[Cogl] [PATCH 5/5] Add a workaround for slow read pixels on Mesa
Neil Roberts
neil at linux.intel.com
Tue Mar 27 09:56:25 PDT 2012
Mesa before version 8.0.2 has a slow read pixels path that gets used
with the Intel driver where it converts all of the pixels into a
floating point representation and back even if the data is being read
into exactly the same format. There is however a faster path using the
blitter when reading into a PBO with BGRA format. It works out faster
to read into a PBO and then memcpy back out into the application's
buffer even though it adds an extra memcpy. This patch adds a
workaround in cogl_framebuffer_read_pixels_into_bitmap when it detects
this situation. In that case it will create a temporary CoglBitmap
using cogl_bitmap_new_with_size, read into it and then memcpy the data
back out.
The main impetus for this patch is that Gnome Shell has implemented
this workaround directly using GL calls but it seems like the kind of
thing that would sit better at the Cogl layer.
---
cogl/cogl-framebuffer-private.h | 10 ++++
cogl/cogl-framebuffer.c | 112 +++++++++++++++++++++++++++++++++++++--
cogl/cogl-gpu-private.h | 5 ++-
cogl/cogl-gpu.c | 14 +++++
4 files changed, 136 insertions(+), 5 deletions(-)

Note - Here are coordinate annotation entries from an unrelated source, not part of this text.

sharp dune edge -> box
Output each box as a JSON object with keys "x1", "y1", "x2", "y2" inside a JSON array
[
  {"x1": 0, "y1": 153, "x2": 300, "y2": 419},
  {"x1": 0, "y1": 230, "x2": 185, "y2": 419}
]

diff --git a/cogl/cogl-framebuffer-private.h b/cogl/cogl-framebuffer-private.h
index 0081a2f..4c759cf 100644
--- a/cogl/cogl-framebuffer-private.h
+++ b/cogl/cogl-framebuffer-private.h
@@ -93,6 +93,16 @@ typedef enum _CoglFramebufferState
#define COGL_FRAMEBUFFER_STATE_ALL ((1<<COGL_FRAMEBUFFER_STATE_INDEX_MAX) - 1)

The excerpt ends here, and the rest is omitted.